The study builds on the classic Oppenheim and Lim (1981) result showing that natural images remain recognizable when reconstructed from Fourier phase alone. The researchers ask whether trained image classifiers reproduce this asymmetry inside their hidden layers and test it causally: given two images, they transplant the phase of one onto the magnitude of the other at a chosen layer and record which image the prediction follows.
Architectures Tested
The study examines four models: PRISM2D, GFNet, ViT-B/16, and ResNet-50. For PRISM2D, GFNet, and ViT-B/16, the prediction follows the phase or sign donor, and deleting all image-specific magnitude barely moves accuracy. This means identity rides on phase while image-specific magnitude is largely dispensable to the readout.
| Architecture | Behavior | Key Insight |
|---|---|---|
| PRISM2D | Prediction follows phase donor | Phase dominance in hidden layers |
| GFNet | Prediction follows phase donor | Phase dominance in hidden layers |
| ViT-B/16 | Prediction follows phase donor | Phase dominance in hidden layers |
| ResNet-50 | Appears to break pattern; latent sign code before ReLU | Rectification and readout geometry expose phase code differently |
ResNet-50's Latent Phase Code
ResNet-50 at first seems to break the pattern because transplanting sign after its ReLUs does nothing. However, a fair intervention before the ReLU reveals a strong latent sign code in the late blocks, and a DC-only control shows the readout consumes a channel-wise spatial average. Controls rule out the trivial case in which magnitude simply stops depending on the image. The architectures therefore share a phase/sign identity code but expose it in different bases, set by rectification and readout geometry.
Mechanistic Account of Texture–Shape Gap
The paper provides a mechanistic account of the texture–shape gap between CNNs and attention models. The differing exposure of the phase code explains why convolutional networks and transformer-based models behave differently when confronted with texture versus shape cues.
The prediction follows the phase or sign donor, and deleting all image-specific magnitude barely moves accuracy. — Study finding
Implications for Enterprise Computer Vision
For technology leaders deploying computer vision in applications such as quality inspection, autonomous navigation, or document digitization, understanding that phase information is primary means that models can potentially be made more robust by ensuring phase features are preserved during preprocessing or compression. Magnitude information, while not entirely useless, is less critical for the final classification. This insight could guide the design of more efficient neural architectures that focus computation on phase processing.

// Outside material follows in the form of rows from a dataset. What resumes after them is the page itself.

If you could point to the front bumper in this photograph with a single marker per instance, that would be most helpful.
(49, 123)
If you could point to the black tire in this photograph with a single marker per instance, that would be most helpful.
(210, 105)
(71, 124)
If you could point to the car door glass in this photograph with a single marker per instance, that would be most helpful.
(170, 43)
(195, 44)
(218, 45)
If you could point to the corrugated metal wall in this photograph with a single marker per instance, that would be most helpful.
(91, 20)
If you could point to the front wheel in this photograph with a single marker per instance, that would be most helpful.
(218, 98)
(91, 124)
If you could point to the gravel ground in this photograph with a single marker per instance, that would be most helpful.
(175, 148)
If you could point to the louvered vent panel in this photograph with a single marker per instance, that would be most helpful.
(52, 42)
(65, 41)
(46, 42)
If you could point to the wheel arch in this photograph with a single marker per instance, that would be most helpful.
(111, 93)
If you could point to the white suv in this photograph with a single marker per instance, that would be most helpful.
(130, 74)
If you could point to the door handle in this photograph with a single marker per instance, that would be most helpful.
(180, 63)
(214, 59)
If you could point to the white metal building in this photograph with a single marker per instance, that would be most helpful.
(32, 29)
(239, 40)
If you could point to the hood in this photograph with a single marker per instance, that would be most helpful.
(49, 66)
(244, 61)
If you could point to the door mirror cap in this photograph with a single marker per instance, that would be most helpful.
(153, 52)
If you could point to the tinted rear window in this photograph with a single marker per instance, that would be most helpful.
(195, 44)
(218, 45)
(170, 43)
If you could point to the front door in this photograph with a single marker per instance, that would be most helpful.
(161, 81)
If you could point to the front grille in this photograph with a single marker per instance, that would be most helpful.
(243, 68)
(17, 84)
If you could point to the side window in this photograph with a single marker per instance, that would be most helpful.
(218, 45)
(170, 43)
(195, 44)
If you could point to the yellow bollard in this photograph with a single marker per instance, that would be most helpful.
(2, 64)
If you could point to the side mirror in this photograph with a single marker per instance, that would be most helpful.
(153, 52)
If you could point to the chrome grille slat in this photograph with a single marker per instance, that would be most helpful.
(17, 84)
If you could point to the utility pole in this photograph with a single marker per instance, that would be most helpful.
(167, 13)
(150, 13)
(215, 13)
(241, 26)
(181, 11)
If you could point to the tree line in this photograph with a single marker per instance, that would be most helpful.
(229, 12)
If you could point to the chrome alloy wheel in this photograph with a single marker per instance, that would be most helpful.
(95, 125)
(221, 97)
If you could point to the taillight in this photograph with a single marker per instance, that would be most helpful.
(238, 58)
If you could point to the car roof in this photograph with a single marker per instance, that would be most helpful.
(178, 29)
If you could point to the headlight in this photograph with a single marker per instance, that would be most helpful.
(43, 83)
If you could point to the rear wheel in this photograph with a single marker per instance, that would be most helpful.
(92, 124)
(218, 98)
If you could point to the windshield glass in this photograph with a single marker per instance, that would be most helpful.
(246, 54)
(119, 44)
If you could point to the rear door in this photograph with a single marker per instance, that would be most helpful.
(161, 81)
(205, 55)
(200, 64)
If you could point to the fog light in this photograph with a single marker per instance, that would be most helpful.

The research also underscores that seemingly similar architectures may encode information differently due to activation functions and readout mechanisms. When selecting a model for a specific visual task, enterprises should consider not just final accuracy but how the model internally represents features.
All architectures studied share a common phase/sign identity code, but rectification and readout geometry determine how that code is read. This understanding can help bridge the performance gap between CNNs and attention models in practical deployments.